A dark murmuring in the crowd off to her left, but Jane was
determined not to look. She and the others around her crunched through powdered
glass on the sidewalk, no doubt the remains of some wino’s refreshment.
Soon she was at the edge of the park, an unusually bright streetlight
mounted on the entrance above her. The sharp edges of light dropped painfully
through the narrow, dark tree branches. In the distance, she could see women
running away from the park. Beyond the sharp sculptures, Jane thought she could
hear women screaming in windows.
He saw her stumbling through the park toward him, drawn along like
a fly on the web of his personality, her face contorted as if from some
massive, internal noise.

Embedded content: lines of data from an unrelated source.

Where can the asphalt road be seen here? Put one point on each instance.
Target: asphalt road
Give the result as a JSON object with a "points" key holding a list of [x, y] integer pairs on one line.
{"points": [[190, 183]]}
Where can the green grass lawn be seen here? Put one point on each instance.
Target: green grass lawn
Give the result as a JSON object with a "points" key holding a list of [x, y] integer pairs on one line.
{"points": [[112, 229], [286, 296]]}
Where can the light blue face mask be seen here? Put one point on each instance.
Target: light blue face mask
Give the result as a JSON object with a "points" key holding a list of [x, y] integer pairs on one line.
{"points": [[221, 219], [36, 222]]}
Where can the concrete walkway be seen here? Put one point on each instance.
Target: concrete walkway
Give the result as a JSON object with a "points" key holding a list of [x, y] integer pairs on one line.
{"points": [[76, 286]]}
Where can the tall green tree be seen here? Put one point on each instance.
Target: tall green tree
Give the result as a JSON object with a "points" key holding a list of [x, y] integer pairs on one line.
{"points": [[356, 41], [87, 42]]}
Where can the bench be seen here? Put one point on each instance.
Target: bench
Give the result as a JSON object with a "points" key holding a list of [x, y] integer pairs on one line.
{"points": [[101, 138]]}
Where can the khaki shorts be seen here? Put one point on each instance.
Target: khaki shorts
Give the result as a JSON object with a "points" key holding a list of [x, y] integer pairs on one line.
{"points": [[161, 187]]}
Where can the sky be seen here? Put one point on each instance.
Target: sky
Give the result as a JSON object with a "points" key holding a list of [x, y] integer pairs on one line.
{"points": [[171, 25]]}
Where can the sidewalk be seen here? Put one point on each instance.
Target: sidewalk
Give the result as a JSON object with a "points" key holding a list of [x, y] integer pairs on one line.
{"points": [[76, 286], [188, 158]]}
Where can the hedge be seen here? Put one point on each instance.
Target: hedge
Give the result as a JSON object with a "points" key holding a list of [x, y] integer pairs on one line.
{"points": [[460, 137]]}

He enjoyed the feel of insects blown against his skin,
scratching across his arms and face, dancing. He withdrew the table knife from
his pocket, its blade sharpened to a thin blue edge. He stroked it slowly,
ready to make contact, ready to make love to her.
Jane saw him standing in front of the sculptures, their metal edges
surrounded by clouds of dark insects as they attempted to tear holes in the
sky. People were fleeing the park. Why was she just standing there? It was the
dapper older man from the restaurant, the one who had stolen her table knife,
the one who had been pursuing her. She wondered if perhaps a kiss, or even just
a hug, might satisfy him and make him leave her alone.
His teeth gleamed. She turned and ran. Away from her apartment,
away from the park, and as he pursued her, running ahead of her here, heading
her off there, she realized she could only go where he wanted her to go.
She ran down an alley with the man pacing steadily behind her. She
barked her left knee against a torn metal drum; dampness spread rapidly down
her leg. Cats scattered madly as she escaped the alley, as she crossed one
street and then another, as she entered a shattered block of buildings, all
condemned for the cinema complex to be erected there soon, a third of the
buildings already gnawed into submission by the parked machinery.
She made her way through the jumbles of debris which filled the
ruins, tormented by wood splinters and insect bites. Nails protruded from raw
wounds in the wood, anxious to match their scars with her own.
She stopped, staring into the night in front of her. Suddenly his
eyes peered from two holes carved out of the darkness. She spun right and broke
through a flimsy door, into a building with dim yellow lights in its cracked
windows, the only such lighting on the block.